Das Leben der Zirkusleute und Schausteller der Jahrmärkte ist romantisch verklärt. Für ihren harten Existenzkampf, den die meisten bereits verloren haben, interessiert sich kaum jemand. In dieser Hinsicht ist ihre Situation vergleichbar mit den landlosen Bauern und den aus ihrer natürlichen Umgebung vertriebenen Menschen aus den Bergen, den Wäldern und Wüsten dieser Welt. Deren Lebensweise allenfalls als eine vergangene, verlorene, oder euphemistisch ausgedrückt als eine überwundene Lebensweise wahrgenommen wird. Aller Lebensgrundlage beraubt vegetieren sie nun am Rande unserer Müllplätze, verdingen sich als Tagelöhner für Großgrundbesitzer und Minenbetreiber unter Einsatz ihrer Gesundheit und nicht selten ihres Lebens ein karges Einkommen.
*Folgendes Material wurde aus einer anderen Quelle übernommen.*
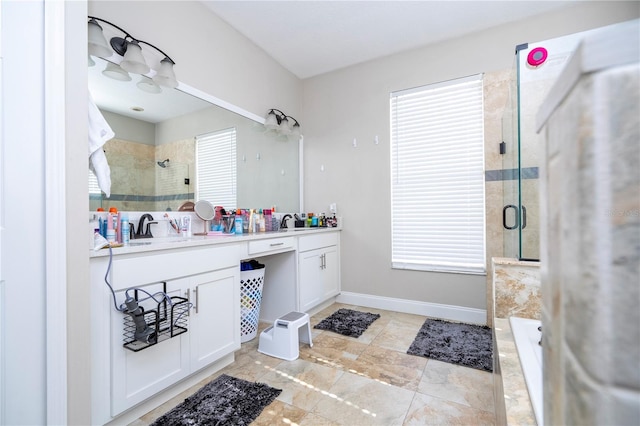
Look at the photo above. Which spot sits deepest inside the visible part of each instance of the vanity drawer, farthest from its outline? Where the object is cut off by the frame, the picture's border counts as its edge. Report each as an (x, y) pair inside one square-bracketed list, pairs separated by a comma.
[(163, 266), (312, 242), (271, 244)]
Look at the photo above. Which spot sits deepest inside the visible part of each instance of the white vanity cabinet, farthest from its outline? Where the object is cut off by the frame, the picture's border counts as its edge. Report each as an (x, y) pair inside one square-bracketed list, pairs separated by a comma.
[(318, 269), (215, 318), (208, 278), (136, 376), (302, 272)]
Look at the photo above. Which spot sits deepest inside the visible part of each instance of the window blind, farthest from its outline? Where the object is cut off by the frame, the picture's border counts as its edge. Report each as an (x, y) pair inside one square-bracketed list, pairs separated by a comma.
[(437, 169), (216, 168)]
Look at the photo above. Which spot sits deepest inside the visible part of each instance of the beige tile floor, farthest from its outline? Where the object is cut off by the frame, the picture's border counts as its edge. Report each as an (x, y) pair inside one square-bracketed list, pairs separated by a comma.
[(369, 380)]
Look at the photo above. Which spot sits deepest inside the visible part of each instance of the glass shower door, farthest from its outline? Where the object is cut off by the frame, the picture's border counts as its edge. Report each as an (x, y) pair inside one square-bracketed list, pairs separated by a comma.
[(510, 186)]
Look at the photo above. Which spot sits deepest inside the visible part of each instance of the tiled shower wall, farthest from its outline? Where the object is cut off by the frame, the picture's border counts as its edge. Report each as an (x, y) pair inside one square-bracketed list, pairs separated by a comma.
[(139, 184), (591, 251)]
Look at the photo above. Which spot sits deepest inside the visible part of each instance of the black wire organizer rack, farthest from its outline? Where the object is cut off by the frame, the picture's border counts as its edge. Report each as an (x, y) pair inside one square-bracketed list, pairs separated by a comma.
[(167, 319)]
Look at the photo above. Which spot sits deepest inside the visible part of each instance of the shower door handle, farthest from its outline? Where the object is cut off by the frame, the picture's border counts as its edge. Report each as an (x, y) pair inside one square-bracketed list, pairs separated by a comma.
[(504, 216)]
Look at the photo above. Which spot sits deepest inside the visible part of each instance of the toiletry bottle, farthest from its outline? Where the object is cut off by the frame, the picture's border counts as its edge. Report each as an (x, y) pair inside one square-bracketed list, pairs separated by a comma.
[(124, 228), (119, 228), (239, 225), (111, 233), (261, 222), (185, 226), (267, 220)]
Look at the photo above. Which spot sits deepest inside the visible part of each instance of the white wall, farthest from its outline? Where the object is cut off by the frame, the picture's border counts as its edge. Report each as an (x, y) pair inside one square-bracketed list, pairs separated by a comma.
[(23, 256), (354, 103)]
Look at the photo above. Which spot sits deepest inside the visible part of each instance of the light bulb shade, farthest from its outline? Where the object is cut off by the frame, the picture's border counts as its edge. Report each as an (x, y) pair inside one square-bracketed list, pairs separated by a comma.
[(271, 121), (295, 131), (133, 60), (97, 43), (147, 85), (165, 75), (285, 127), (114, 71)]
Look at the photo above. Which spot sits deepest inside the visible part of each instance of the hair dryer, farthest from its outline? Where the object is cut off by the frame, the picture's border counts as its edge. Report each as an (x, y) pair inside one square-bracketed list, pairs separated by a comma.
[(143, 332)]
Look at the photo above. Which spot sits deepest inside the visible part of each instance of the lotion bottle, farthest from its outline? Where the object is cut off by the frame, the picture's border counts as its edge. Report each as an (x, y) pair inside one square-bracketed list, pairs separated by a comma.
[(124, 228)]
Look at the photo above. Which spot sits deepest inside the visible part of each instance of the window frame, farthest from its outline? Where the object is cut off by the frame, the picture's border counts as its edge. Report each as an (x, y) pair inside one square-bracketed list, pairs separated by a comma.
[(441, 244)]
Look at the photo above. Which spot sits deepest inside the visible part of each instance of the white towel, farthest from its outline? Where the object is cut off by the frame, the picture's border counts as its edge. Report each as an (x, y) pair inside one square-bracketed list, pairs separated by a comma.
[(99, 133)]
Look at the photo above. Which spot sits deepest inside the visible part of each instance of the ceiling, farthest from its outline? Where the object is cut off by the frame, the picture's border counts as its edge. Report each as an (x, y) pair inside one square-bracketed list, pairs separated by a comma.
[(314, 37)]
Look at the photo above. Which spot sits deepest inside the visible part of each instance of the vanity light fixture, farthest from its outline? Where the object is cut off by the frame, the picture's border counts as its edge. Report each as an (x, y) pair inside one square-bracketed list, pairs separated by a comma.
[(131, 51), (278, 121)]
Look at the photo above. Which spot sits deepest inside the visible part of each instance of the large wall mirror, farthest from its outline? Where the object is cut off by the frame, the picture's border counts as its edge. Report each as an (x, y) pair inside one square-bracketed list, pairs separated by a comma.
[(153, 127)]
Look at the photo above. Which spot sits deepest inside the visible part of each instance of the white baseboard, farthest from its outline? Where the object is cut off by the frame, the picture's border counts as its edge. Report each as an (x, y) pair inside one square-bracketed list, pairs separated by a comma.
[(436, 310)]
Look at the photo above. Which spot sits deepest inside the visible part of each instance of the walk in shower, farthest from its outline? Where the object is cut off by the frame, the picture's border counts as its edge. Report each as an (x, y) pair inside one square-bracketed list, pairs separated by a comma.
[(535, 69)]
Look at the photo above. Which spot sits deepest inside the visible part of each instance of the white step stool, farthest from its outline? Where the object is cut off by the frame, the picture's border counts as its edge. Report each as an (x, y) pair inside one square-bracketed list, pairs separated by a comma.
[(282, 338)]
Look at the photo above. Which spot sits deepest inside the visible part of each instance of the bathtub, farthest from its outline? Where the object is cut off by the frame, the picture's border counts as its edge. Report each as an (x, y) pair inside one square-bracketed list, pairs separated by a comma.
[(526, 336)]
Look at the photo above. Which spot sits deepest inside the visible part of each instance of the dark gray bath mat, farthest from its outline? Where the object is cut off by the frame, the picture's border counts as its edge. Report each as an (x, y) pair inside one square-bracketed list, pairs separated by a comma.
[(224, 401), (348, 322), (465, 344)]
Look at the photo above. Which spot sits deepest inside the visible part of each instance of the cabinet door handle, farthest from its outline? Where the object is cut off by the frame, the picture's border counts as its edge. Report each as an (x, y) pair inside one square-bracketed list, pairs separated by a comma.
[(195, 290)]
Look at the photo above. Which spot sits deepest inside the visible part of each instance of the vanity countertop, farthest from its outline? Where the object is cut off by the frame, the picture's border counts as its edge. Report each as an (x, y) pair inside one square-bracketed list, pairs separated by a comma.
[(176, 242)]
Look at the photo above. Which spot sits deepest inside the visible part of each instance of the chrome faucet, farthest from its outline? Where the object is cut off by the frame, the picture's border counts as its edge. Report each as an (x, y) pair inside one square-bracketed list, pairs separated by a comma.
[(147, 232)]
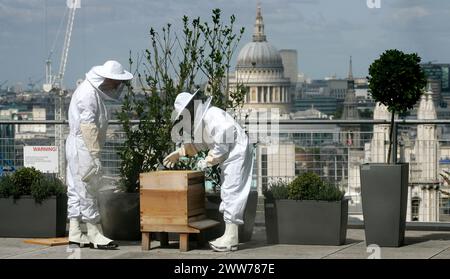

Auf der Suche nach Alternativen setzen sie ihr Leben auf der Flucht in „zivilisierte Gesellschaften“ auf Spiel, die sich ihrer Ressourcen bediente, aber die Folgen des Raubbaus nicht zu zahlen bereit sind.

 

 

Die Industrialisierung und die heutige Digitalisierung sind verantwortlich für das millionenfache Elend dieser Menschen, einer zunehmend zerstörten Natur, zerstörten Lebensgrundlagen und Kulturen, die als primitiv beschrieben werden. Zugleich handelte es sich um Ordnungssysteme gemeinschaftlich denkender und arbeitender Gesellschaften, die wir, bevor wir sie verstanden haben, zerstörten. Ob eine Umkehr dieser von Menschen verursachten Katastrophe möglich ist, hängt auch davon ab, diesen kolonialen und imperialen „Zivilisationsprozess“ in seiner historischen und aktuellen Dimension wahrzunehmen. Wohl wissend, dass in diesem Augenblick ein kleines Kind jene seltene Erden unter Lebensgefahr irgendwo auf der Welt aus der Erde klaubt, damit ich auch morgen noch, derartige Beiträge schreiben und im Internet veröffentlichen kann.